During the compaction process, which usually takes around 10 to 12 hours for a 150GB database, the system gets slow.
What could happen in the near future if the Cassandra compaction is disabled?
Short answer: without compaction, Cassandra will perform less well, and you'll run out of hard drive space.
Long answer: When a write comes in, it’s written to the commit log, and to the active Memtable for the table. Memtables are later flushed to disk, and that file is called an SSTable. SSTables are immutable - the data contained is never updated or deleted in place. Instead of updating the data in place, we write our changes to a new Memtable, and then a new SSTable. The compaction process merges the SSTables together. If there was an update or a delete, the newest value for the field is kept by compaction and is written to the new SSTable, and the older versions are discarded.
Also, entries for which the TTL has expired are only deleted on compaction.
So without compaction, your disk will fill up with immutable SSTable files containing data that may already have been overwritten or should be deleted.

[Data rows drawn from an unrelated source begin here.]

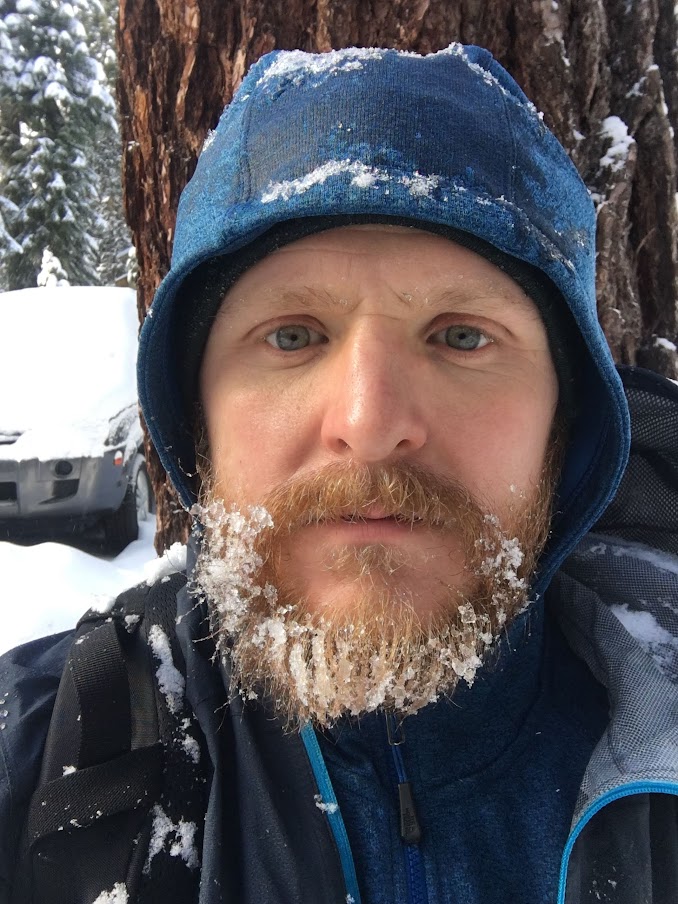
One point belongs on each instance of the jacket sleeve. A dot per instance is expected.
(29, 680)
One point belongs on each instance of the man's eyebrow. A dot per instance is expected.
(316, 297)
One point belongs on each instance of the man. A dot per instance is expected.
(375, 374)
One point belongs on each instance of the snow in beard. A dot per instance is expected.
(317, 670)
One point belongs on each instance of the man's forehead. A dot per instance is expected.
(460, 276)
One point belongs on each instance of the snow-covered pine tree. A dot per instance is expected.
(54, 105)
(115, 241)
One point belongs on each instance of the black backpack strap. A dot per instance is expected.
(105, 763)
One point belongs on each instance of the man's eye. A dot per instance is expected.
(292, 338)
(464, 338)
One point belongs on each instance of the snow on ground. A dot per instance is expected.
(47, 587)
(76, 373)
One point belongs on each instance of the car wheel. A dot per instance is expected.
(122, 527)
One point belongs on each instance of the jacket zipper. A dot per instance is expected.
(410, 829)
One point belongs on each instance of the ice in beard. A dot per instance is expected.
(319, 668)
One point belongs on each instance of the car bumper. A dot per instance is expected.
(40, 491)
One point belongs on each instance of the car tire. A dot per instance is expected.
(122, 527)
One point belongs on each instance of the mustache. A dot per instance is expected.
(406, 492)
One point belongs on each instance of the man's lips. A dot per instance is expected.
(371, 526)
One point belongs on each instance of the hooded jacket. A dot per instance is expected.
(446, 139)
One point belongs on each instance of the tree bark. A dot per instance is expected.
(580, 61)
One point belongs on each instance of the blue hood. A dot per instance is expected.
(447, 138)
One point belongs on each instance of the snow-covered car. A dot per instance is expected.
(71, 451)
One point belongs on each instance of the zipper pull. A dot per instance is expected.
(410, 830)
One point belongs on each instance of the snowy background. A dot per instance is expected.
(46, 587)
(60, 389)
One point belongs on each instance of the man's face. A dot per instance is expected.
(367, 351)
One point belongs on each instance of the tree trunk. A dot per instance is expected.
(582, 62)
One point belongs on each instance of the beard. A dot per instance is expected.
(319, 663)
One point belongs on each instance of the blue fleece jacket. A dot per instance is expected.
(495, 774)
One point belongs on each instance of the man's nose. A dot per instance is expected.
(373, 406)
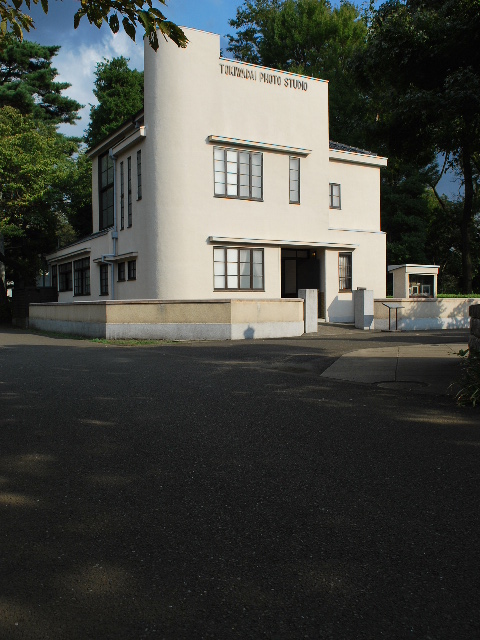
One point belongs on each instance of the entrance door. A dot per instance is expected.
(300, 270)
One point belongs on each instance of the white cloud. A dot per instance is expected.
(77, 64)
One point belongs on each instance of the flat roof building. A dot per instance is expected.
(226, 186)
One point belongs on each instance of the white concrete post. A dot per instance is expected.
(363, 302)
(310, 309)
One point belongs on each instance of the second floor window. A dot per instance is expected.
(104, 279)
(129, 191)
(105, 182)
(238, 174)
(139, 175)
(294, 180)
(122, 197)
(335, 202)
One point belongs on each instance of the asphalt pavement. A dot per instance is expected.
(268, 489)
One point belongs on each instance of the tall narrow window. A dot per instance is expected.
(129, 190)
(55, 277)
(139, 175)
(344, 271)
(122, 197)
(104, 279)
(65, 276)
(237, 268)
(81, 277)
(335, 202)
(132, 269)
(238, 174)
(294, 180)
(105, 195)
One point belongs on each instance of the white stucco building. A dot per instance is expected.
(226, 187)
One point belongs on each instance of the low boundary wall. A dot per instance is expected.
(422, 314)
(172, 320)
(474, 340)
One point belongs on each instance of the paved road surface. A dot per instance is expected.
(219, 490)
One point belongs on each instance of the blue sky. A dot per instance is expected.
(82, 48)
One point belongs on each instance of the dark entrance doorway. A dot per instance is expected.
(300, 270)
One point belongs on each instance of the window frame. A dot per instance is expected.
(122, 196)
(105, 213)
(238, 273)
(332, 195)
(225, 161)
(139, 174)
(290, 169)
(129, 192)
(104, 279)
(54, 268)
(120, 271)
(132, 270)
(345, 272)
(81, 277)
(65, 277)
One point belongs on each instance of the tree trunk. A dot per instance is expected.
(4, 310)
(467, 221)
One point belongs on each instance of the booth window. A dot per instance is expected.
(104, 279)
(344, 271)
(294, 180)
(81, 279)
(65, 276)
(105, 181)
(238, 174)
(238, 268)
(335, 201)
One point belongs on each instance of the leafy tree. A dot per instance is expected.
(27, 82)
(309, 37)
(131, 13)
(119, 91)
(422, 70)
(34, 162)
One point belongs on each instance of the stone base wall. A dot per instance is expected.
(425, 314)
(474, 340)
(172, 320)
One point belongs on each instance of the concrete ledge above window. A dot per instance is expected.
(266, 146)
(280, 243)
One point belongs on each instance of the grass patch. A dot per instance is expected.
(470, 380)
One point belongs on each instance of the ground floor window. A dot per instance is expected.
(104, 279)
(132, 269)
(81, 270)
(65, 276)
(344, 271)
(238, 268)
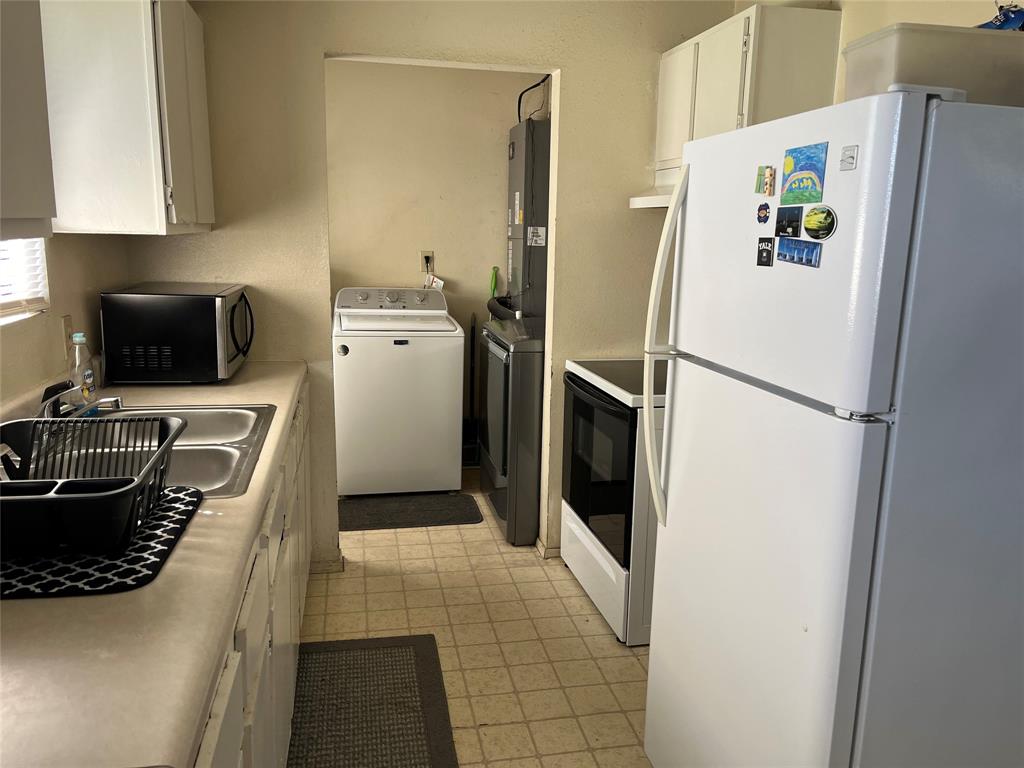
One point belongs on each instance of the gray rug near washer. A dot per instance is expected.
(371, 704)
(407, 511)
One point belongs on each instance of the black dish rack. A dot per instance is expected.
(81, 484)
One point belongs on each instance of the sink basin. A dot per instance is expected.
(219, 448)
(209, 426)
(205, 467)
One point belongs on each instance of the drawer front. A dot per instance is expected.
(222, 739)
(253, 617)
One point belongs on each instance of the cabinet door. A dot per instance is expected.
(285, 655)
(104, 117)
(675, 104)
(721, 78)
(223, 736)
(182, 94)
(258, 744)
(27, 195)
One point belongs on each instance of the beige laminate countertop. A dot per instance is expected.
(126, 680)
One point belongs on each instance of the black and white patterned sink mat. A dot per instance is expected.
(74, 574)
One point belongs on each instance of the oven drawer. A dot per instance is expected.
(605, 582)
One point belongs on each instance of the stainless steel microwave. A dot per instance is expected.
(174, 333)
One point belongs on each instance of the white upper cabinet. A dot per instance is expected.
(26, 173)
(766, 62)
(126, 87)
(676, 82)
(718, 104)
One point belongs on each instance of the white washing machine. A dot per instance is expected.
(397, 391)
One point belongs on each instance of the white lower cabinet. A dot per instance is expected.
(221, 747)
(258, 742)
(284, 656)
(250, 721)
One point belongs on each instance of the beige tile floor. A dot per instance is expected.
(535, 676)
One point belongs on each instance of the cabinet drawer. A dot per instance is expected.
(253, 617)
(222, 739)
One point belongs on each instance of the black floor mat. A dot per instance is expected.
(407, 511)
(364, 704)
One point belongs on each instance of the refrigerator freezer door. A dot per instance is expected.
(761, 578)
(826, 332)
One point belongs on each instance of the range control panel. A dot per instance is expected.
(398, 299)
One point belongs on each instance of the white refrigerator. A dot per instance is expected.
(840, 573)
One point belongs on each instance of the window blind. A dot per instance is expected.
(23, 276)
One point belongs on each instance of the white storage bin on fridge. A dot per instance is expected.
(987, 64)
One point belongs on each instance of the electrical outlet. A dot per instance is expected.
(66, 329)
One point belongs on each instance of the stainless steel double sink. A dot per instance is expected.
(219, 448)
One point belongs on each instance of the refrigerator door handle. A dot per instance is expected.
(654, 351)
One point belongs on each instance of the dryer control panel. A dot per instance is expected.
(391, 299)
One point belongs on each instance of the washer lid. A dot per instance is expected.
(397, 323)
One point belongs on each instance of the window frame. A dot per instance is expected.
(33, 295)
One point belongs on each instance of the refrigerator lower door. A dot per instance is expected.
(761, 578)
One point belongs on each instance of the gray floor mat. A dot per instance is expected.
(378, 702)
(407, 511)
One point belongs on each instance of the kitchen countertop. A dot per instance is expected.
(127, 679)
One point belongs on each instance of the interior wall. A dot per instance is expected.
(32, 350)
(417, 160)
(267, 121)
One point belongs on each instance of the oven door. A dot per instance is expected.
(598, 461)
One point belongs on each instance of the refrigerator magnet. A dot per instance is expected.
(799, 252)
(819, 222)
(787, 221)
(804, 174)
(764, 183)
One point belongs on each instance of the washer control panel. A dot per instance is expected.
(396, 299)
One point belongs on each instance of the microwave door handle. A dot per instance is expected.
(230, 328)
(250, 325)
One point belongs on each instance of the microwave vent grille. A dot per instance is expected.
(147, 357)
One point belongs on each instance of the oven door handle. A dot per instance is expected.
(595, 397)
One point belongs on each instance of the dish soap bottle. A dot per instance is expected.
(80, 368)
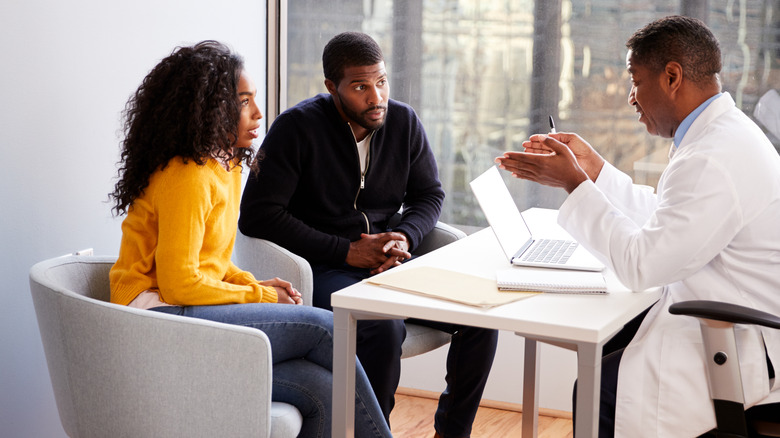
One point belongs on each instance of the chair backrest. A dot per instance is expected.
(717, 321)
(118, 371)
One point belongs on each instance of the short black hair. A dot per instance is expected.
(349, 49)
(681, 39)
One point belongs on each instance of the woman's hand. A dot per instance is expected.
(285, 292)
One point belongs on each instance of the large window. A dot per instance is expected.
(484, 74)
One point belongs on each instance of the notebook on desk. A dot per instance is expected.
(522, 248)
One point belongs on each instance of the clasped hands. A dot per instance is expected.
(558, 160)
(285, 292)
(378, 252)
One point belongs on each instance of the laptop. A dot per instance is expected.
(512, 232)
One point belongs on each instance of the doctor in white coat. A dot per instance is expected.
(712, 232)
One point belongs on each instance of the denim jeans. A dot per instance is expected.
(302, 354)
(469, 359)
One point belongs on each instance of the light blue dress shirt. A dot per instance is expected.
(688, 120)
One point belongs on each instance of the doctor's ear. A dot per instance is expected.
(673, 74)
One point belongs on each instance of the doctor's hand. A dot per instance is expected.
(589, 160)
(285, 292)
(549, 162)
(378, 252)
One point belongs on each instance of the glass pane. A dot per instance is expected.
(484, 74)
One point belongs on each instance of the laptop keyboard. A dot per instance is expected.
(550, 251)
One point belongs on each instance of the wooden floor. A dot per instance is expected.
(412, 417)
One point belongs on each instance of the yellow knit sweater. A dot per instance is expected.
(177, 239)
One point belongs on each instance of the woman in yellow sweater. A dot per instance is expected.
(188, 129)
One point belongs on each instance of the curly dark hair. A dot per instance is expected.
(682, 39)
(187, 106)
(349, 49)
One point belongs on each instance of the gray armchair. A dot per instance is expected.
(124, 372)
(717, 326)
(265, 259)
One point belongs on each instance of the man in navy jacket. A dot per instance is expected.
(330, 174)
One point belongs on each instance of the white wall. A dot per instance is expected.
(66, 70)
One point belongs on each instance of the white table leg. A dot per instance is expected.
(531, 389)
(588, 390)
(344, 331)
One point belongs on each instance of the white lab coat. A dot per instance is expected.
(712, 232)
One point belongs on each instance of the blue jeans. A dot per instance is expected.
(302, 354)
(469, 359)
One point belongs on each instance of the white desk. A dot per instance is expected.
(578, 322)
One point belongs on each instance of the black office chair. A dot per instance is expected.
(717, 325)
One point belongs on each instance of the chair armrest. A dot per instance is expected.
(265, 259)
(726, 312)
(442, 234)
(105, 360)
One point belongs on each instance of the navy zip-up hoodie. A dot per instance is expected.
(307, 197)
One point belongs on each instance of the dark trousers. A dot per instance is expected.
(610, 362)
(469, 359)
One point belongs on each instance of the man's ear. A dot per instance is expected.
(673, 76)
(330, 86)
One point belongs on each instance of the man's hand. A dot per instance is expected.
(378, 252)
(589, 160)
(552, 163)
(285, 292)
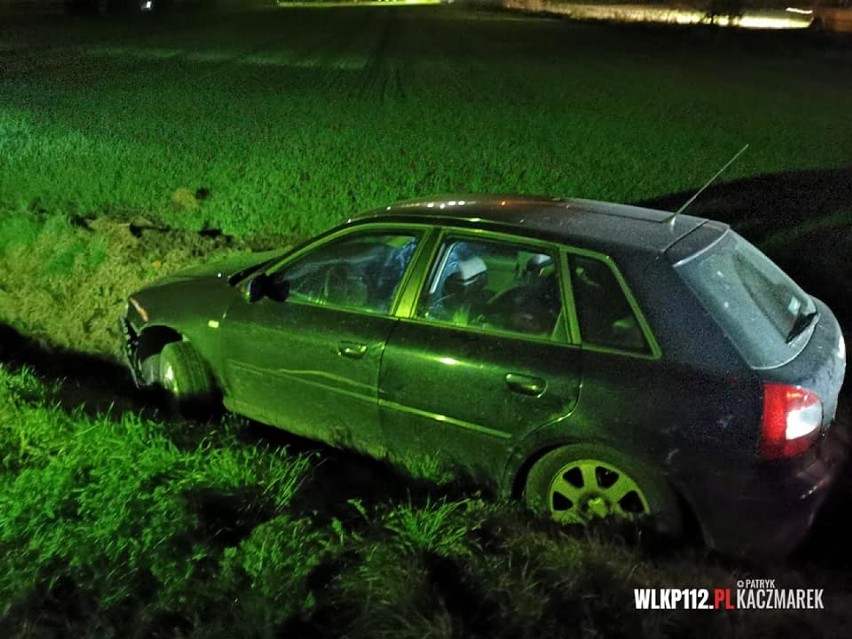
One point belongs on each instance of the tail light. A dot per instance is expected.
(791, 420)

Note that efficient compaction requires sufficient hard drive space. It is recommended to have at least half the size of the biggest Cassandra table available as free hard drive space to allow the compaction to be done in an efficient way.
From experience:
The amount of free disk space required for compaction is _the same_ as the size of the biggest table, not half the size. If less is available, “nodetool.bat compact” will terminate with an error. So it is very important to run compaction before the database size reaches one half of the disk size (assuming you have a dedicated disk for Cassandra).